Okay, so imagine thinking something’s been dead for over 700,000 years—completely gone, no signs of life, just a relic of the planet’s fiery past—and then one day it starts… swelling. Breathing. Rumbling. That’s exactly what’s happening right now in southeastern Iran, where a volcano long believed extinct is starting to stir.
Taftan, a towering stratovolcano in Iran’s Sistan and Baluchestan province, just clocked a 3.5-inch summit uplift over ten months between 2023 and 2024. And that swelling? It hasn’t gone away.
Scientists are watching closely, because something is definitely happening beneath the surface—whether it’s hot gases and fluids building pressure or magma creeping three miles beneath the summit and pushing the whole system up like a balloon.
Let’s be clear: this thing was classified as extinct. Not dormant. Not resting. Extinct. Meaning no eruptions for at least 11,700 years. But thanks to this new activity—visible smoke and ash emissions in 2024, gas releases, deformation of the mountain itself—volcanologists are making it official: Taftan is back on the radar.
Senior study author Pablo González told Live Science that the volcano should now be considered dormant, not extinct. And while there’s no need to panic (yet), this is definitely the time to pay attention. The swelling summit, the sulfur dioxide averaging 20 tons per day, the sharp gas spikes in May—all of it adds up to a system that’s under pressure.
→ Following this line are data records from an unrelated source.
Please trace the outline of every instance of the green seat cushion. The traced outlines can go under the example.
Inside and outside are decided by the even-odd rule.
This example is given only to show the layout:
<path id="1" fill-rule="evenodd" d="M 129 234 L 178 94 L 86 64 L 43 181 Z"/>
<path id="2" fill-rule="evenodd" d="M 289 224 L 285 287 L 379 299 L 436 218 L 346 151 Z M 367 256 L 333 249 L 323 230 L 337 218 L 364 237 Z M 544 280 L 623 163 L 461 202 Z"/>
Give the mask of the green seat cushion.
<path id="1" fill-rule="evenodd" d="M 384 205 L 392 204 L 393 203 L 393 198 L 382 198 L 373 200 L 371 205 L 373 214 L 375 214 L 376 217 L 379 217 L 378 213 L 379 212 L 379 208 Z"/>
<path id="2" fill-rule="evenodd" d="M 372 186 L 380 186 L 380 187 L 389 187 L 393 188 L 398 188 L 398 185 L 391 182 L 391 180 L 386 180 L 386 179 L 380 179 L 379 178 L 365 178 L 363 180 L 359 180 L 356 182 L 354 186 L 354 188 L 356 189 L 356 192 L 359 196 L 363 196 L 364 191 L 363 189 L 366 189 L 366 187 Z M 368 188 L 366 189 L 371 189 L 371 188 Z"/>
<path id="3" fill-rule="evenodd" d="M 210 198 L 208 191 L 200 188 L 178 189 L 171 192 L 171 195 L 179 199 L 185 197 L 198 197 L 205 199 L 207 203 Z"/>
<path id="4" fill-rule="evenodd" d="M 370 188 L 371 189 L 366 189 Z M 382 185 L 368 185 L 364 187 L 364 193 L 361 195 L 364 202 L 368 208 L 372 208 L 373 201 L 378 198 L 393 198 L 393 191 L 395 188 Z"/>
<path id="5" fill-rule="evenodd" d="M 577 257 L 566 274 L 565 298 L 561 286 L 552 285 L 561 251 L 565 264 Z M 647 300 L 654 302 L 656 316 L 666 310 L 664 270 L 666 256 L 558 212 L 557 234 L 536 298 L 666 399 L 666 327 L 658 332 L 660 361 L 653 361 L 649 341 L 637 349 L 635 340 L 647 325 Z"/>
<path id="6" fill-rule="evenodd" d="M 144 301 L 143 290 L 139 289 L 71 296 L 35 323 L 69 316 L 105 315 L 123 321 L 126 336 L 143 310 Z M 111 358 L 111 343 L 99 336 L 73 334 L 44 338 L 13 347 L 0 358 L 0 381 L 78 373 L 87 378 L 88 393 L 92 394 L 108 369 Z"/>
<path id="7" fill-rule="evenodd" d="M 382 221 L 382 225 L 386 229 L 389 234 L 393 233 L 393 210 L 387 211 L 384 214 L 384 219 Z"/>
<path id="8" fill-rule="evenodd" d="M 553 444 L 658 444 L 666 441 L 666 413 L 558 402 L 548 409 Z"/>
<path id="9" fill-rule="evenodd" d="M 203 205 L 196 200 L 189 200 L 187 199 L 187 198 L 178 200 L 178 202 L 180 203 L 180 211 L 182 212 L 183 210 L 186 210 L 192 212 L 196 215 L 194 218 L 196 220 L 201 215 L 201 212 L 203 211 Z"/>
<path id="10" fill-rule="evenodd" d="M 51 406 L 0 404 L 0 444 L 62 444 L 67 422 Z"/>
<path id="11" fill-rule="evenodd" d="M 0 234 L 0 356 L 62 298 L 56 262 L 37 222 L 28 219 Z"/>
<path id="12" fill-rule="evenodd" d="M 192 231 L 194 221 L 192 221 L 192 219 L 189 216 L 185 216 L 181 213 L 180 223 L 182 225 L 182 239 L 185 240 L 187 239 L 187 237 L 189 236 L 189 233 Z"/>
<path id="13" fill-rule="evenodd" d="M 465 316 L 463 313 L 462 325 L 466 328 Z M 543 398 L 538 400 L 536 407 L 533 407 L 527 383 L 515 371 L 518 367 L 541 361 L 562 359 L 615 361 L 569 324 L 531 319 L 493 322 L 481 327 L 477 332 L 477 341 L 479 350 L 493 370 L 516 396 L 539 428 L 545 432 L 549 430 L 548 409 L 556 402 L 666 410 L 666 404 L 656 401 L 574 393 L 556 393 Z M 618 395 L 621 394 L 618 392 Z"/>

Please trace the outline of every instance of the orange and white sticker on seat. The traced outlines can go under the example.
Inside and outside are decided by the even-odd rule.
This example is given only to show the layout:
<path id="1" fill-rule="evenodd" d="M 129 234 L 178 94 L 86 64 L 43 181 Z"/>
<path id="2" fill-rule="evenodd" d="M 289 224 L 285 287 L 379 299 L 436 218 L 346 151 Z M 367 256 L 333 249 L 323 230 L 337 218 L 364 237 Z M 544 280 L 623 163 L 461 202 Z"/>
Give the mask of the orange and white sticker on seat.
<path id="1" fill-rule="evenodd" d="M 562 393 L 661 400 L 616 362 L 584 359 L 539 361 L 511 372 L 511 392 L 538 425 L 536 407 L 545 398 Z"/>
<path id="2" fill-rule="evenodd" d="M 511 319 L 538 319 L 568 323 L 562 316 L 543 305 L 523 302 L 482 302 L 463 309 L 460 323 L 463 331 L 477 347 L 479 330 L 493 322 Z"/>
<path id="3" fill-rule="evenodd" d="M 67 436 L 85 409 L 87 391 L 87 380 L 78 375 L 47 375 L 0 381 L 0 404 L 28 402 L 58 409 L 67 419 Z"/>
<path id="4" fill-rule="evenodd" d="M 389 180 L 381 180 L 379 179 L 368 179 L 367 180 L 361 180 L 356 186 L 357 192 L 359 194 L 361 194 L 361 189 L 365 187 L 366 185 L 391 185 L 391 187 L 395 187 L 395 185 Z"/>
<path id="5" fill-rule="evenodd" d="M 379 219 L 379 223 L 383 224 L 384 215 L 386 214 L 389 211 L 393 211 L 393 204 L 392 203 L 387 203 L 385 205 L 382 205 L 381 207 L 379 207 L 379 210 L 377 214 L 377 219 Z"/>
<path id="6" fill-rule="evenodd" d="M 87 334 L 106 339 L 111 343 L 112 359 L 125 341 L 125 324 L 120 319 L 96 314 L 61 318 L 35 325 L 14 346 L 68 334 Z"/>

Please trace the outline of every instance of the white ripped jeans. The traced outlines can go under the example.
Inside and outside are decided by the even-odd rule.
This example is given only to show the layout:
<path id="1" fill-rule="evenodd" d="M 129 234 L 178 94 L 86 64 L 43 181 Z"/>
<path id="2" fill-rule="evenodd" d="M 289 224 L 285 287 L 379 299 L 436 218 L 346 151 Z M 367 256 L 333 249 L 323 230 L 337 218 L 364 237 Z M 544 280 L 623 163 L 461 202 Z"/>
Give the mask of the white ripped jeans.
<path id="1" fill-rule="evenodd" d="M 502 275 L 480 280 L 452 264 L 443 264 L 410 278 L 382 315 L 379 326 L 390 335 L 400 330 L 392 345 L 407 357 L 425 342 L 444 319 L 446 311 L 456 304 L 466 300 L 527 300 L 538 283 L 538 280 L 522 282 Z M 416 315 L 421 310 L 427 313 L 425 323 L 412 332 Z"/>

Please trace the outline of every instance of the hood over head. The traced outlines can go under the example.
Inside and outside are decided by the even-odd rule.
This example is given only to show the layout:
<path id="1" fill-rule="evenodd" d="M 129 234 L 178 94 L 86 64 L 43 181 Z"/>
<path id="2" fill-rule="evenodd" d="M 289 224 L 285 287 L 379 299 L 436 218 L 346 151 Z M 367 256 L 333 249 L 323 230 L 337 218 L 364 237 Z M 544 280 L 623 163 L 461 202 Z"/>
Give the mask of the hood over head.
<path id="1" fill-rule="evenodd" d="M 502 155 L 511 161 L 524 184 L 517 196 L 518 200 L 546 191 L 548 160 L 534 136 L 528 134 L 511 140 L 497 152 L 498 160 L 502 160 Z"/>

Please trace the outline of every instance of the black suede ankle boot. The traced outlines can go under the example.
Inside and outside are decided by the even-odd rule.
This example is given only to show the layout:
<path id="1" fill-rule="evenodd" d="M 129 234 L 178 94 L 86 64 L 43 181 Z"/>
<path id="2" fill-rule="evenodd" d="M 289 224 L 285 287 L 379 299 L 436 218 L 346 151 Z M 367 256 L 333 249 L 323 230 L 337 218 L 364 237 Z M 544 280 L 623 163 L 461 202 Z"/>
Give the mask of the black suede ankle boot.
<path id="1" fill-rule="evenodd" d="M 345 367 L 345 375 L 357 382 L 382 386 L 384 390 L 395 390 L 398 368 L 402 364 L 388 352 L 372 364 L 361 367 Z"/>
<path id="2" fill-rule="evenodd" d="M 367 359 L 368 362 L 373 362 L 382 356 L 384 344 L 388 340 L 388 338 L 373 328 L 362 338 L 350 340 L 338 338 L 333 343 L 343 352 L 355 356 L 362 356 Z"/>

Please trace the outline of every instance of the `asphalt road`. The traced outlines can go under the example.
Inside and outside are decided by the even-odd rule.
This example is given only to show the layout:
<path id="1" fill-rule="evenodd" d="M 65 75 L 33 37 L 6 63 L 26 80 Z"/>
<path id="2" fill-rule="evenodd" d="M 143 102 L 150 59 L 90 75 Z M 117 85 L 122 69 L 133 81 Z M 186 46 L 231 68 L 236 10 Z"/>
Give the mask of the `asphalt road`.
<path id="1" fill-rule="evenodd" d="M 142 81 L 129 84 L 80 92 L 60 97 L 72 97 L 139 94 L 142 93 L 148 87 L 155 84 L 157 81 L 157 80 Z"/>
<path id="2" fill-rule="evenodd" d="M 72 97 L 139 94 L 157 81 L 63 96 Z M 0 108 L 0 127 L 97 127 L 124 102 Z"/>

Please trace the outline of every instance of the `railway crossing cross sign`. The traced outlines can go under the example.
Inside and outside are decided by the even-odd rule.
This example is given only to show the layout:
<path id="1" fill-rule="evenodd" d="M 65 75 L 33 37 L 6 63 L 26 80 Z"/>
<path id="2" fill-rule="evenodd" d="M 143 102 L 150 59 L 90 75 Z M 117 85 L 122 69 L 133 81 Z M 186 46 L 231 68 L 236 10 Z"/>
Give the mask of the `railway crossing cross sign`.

And here’s where it gets even more interesting: the deformation wasn’t triggered by rainfall, earthquakes, or surface activity. It’s all internal.
The pressure is coming from deep inside the mountain. Using satellite tech, scientists traced the source of this change to just 1,500 to 2,000 feet below the summit—shallow in volcanic terms, and very much a red flag.
So what’s at stake? Well, a lot. The city of Khash is only 81 miles away. Zahedan, with over half a million residents, is about 100 miles out. And across the border in Pakistan, the town of Taftan sits just 62 miles from the volcano.
If this mountain blows—whether tomorrow or decades from now—it won’t be subtle. We’re talking ash clouds, toxic gases, lava flows, maybe even pyroclastic surges. Airports could close. Farmland could be ruined. Air and water could be contaminated.
The last thing scientists want is hysteria, but they do want action. This isn’t about creating panic—it’s about getting ahead of the problem. Taftan is waking up, and the world needs to be ready.